Le 22 janvier, après la promulgation du projet de loi sur le passe vaccinal par Emmanuel Macron, l’isolement et la contention en psychiatrie sont désormais encadrées par le juge des libertés et de la détention. C’est la fin d’un parcours juridique particulièrement sinueux, source d’insécurité pour les patients et les soignants. Décryptage.
C’est un petit pas pour les psychiatrisés, tout autant que pour la psychiatrie. Depuis le 22 janvier, les mesures d’isolement et de contention dans les hôpitaux psychiatriques sont désormais encadrées par le juge des libertés et de la détention (JLD). Cela fait suite à la promulgation par le Président de la République du projet de loi « renforçant les outils de gestion de la crise sanitaire et modifiant le code de la santé publique ». Un contrôle du « gardien de la liberté d’aller et venir » qui, dorénavant, intervient nécessairement lorsqu’un psychiatre souhaite renouveler l’isolement et la contention respectivement au-delà de 48h et 24h. Après un périple juridique de plusieurs années, ponctué de plusieurs censures par le Conseil constitutionnel, le Gouvernement avait fini par glisser une disposition législative sur le sujet – l’article 3 – dans le projet de loi sur le passe vaccinal.
L’isolement, indique la Haute autorité de santé, consiste à placer « un patient, lors d’une phase critique de sa prise en charge thérapeutique, dans un espace dont il ne peut sortir librement et qui est séparé des autres patients ». La contention mécanique, poursuit l’autorité publique indépendante située à Saint-Denis (93), est l’utilisation « de tous moyens, méthodes, matériels ou vêtements empêchant ou limitant les capacités de mobilisation volontaire de tout ou partie du corps dans un but de sécurité pour un patient dont le comportement présente un risque grave pour son intégrité ou celle d’autrui ». Dans les deux cas, elles visent à protéger le patient de lui-même et/ou les autres. L’article L. 3222-5-1 du Code de la santé publique précise que ce « sont des pratiques de dernier recours et [qui] ne peuvent concerner que des patients en hospitalisation complète sans consentement ». Ces mesures, parfois malheureusement nécessaires faute de mieux, peuvent cependant laisser d’importantes séquelles physiques et/ou psychiques aux patients.
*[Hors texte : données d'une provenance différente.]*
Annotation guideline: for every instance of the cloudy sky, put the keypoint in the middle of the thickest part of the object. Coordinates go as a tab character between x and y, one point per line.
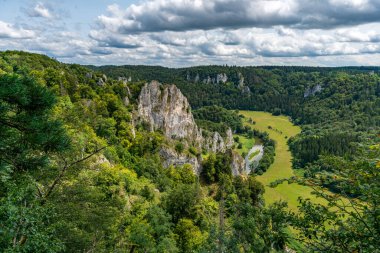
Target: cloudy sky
179	33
Cet encadrement de l’isolement et de la contention « est une bonne chose », juge Mathieu Bellahsen, psychiatre et auteur de l’ouvrage La révolte de la psychiatrie (La Découverte, 2020). Selon lui, « cela renforce la possibilité de contre-pouvoirs au sein de l’institution psychiatrique ». Mais, très vite, il nuance : « On se heurte depuis deux ans à un gouvernement qui ne veut pas discuter du contenu de l’affaire : à savoir l’inflation des pratiques d’isolement et de contention [NDLR : le Contrôleur général des lieux de privation de liberté affirme, malgré l’absence de statistiques nationales, que ces mesures seraient tendanciellement en hausse]. » « C’est une des seules questions qui aurait dû être posée lors des Assises de la santé mentale et de la psychiatrie », s’agace l’ancien chef de pôle à l’unité d’Asnières (92) de l’hôpital Roger Prévot de Moisselles.
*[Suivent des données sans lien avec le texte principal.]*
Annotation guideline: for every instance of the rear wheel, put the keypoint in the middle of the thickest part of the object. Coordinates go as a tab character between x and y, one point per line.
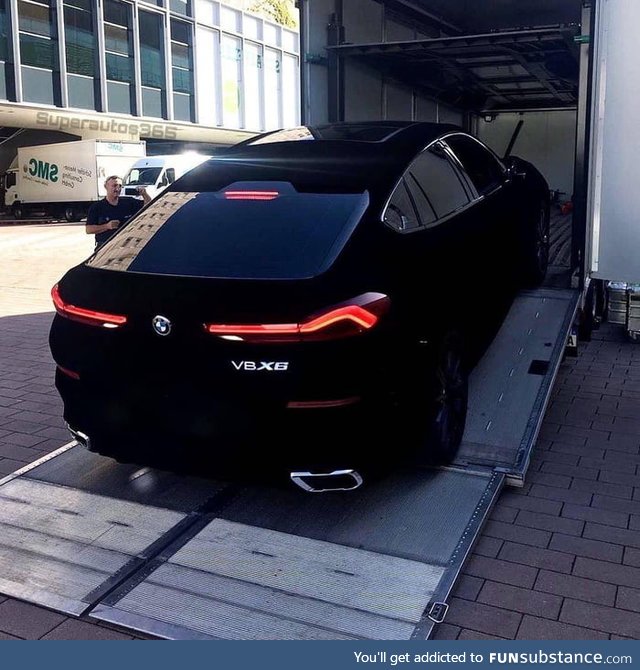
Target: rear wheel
70	214
536	248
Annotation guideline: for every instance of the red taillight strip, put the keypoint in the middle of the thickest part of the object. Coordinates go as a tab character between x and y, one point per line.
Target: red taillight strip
83	315
355	314
251	195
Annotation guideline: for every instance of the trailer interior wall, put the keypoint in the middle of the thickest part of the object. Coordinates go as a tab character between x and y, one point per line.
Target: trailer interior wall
547	139
368	94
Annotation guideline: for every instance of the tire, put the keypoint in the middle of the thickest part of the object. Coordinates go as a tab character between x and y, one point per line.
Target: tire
535	255
588	315
449	397
70	214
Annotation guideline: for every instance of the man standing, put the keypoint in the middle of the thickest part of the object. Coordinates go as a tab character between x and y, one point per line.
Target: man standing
106	215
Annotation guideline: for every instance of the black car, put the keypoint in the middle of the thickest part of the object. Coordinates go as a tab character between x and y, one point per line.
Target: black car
311	300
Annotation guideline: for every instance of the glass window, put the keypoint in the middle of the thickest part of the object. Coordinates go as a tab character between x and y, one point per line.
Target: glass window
35	18
180	7
272	79
38	44
290	100
119	55
4	44
116	12
151	50
252	85
205	234
119	68
38	85
421	201
80	42
81	91
182	70
231	53
401	214
116	39
435	174
481	165
38	52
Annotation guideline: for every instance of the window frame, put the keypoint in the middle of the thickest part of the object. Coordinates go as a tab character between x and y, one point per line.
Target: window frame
459	163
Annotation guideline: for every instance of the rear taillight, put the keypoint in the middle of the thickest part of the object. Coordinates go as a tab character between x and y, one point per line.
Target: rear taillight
251	195
88	316
344	320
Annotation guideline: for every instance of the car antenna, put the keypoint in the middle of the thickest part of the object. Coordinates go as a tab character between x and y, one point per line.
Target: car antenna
514	137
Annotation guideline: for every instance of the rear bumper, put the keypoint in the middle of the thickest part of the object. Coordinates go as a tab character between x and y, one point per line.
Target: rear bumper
225	432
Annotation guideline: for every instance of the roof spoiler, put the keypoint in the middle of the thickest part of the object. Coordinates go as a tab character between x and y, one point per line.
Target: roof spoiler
514	137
Un texte censuré à trois reprises
En 2015, le législateur se saisit de la question des pratiques d’isolement et de contention dans les hôpitaux psychiatriques. Un amendement est déposé par une quarantaine de députés socialistes dans le cadre de la loi « de modernisation de notre système de santé ». Ce texte, porté par Marisol Touraine et voté en 2016, suit les recommandations du Conseil de l’Europe et du Défenseur des Droits. Il dispose, lui aussi, que « le placement en chambre d’isolement et la contention sont des pratiques de dernier recours » et qu’elles doivent uniquement relever de la « décision d’un psychiatre, prise pour une durée limitée ».
Dans son rapport de 2016, le Contrôleur général des lieux de privations des libertés (CGLPL) indique que « ces contraintes physiques constituent, à tout le moins, une atteinte maximale à la liberté de circulation » et que « la manière dont elles sont mises en œuvre est souvent humiliante, indigne, parfois dangereuse ». Utilisées lors de crises d’agitation ou de mise en danger du patient, ces pratiques sont incontournables pour certains professionnels. Mais il existe une disparité entre les établissements, voire entre les services. Alors pour anticiper tout usage abusif, un encadrement législatif est nécessaire.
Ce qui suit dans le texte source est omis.